Stop rolling up to the school potluck with a store-bought tub of ordinary hummus and some crunchy carbs for dipping. Hummus is simple to make from scratch. And it does not need to be boring. You can add spices, change up the acid and even hide some vegetables in it. Here's a straightforward formula followed by various modern spins, including a colorful roasted beet hummus you can spread on your kids' sandwiches. My sweet potato black bean variation below is exactly what your Superbowl party ordered. Bonus: these spreads make great baby food too, especially to pack a smooth high protein punch for a little peanut like mine who needs to pack on some pounds.
Basic Hummus Formula
Makes about 1½ cups
What you need:
1-2 cloves of garlic
1 1/2 - 2 cups cooked legumes (chickpeas, black beans, white beans, lentils, etc.)
1-3 Tablespoons tahini
1/4 cup oil (olive, canola, avocado, etc.)

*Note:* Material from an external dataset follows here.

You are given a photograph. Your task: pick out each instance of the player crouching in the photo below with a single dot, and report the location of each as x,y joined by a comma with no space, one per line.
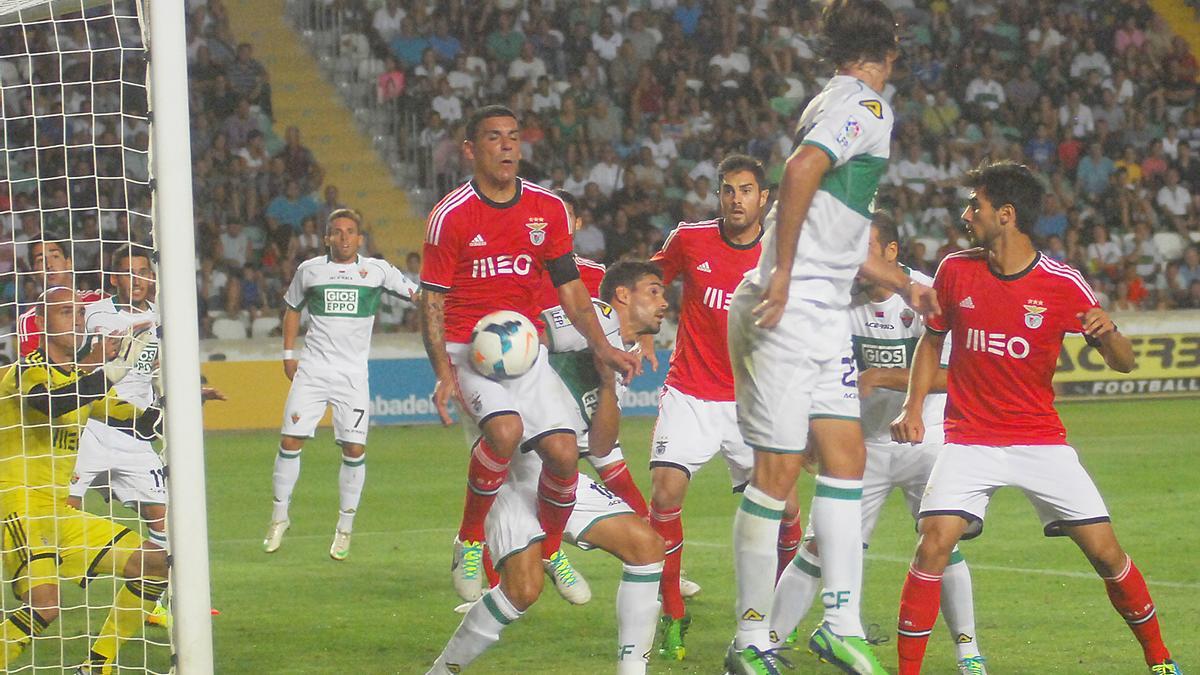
600,519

1-2 Tablespoons acid (lemon juice, lime juice, apple cider vinegar, etc.)
salt & pepper to taste
1/2 - 1 cup cooked vegetables (optional)
1-3 teaspoons ground toasted spices (optional)
What you do:
Simply put all ingredients (except the acid, spices and salt) into a food processor and purée until smooth. Taste and add acid, spices, and salt gradually to get desired texture and taste. You can always add more salt, acid and liquid but it is difficult to take it away or add more of all of the other ingredients if you go overboard on, say, the lemon juice and cayenne. If your spread is too thick, add more acid (lemon juice, vinegar, etc.) or plain old H2O if you want to thin it without altering the taste too much.
Note on beans: When using canned beans, I drain them and rinse off the liquid first to get rid of any extra salt or any taste imparted by the canning process. You can also easily cook your own beans. More on that in a future post.
Try these variations:
Add a roasted beet and toasted ground cumin, cinnamon and cloves. You could also follow my recipe for Roasted Beet Hummus.
Substitute a sweet potato for the beet and roast without foil. Use cumin, cayenne, dried ground chipotle and/or smoked paprika for the spices. Substitute black beans or stick with the chickpeas.
Instead of beet or sweet potato, use ½ cup of any cooked vegetable (skins removed, roasted, grilled, or steamed), such as broccoli, red bell peppers, carrots, or squash.
Add ½ cup of prepared pesto and decrease the olive oil to 2 tablespoons.
Use lime juice, apple cider vinegar, sherry vinegar or white wine vinegar in place of the lemon juice.
Add an entire head of garlic roasted in olive oil. Decrease the olive oil to 2 tablespoons. Use chickpeas or substitute navy or cannellini beans.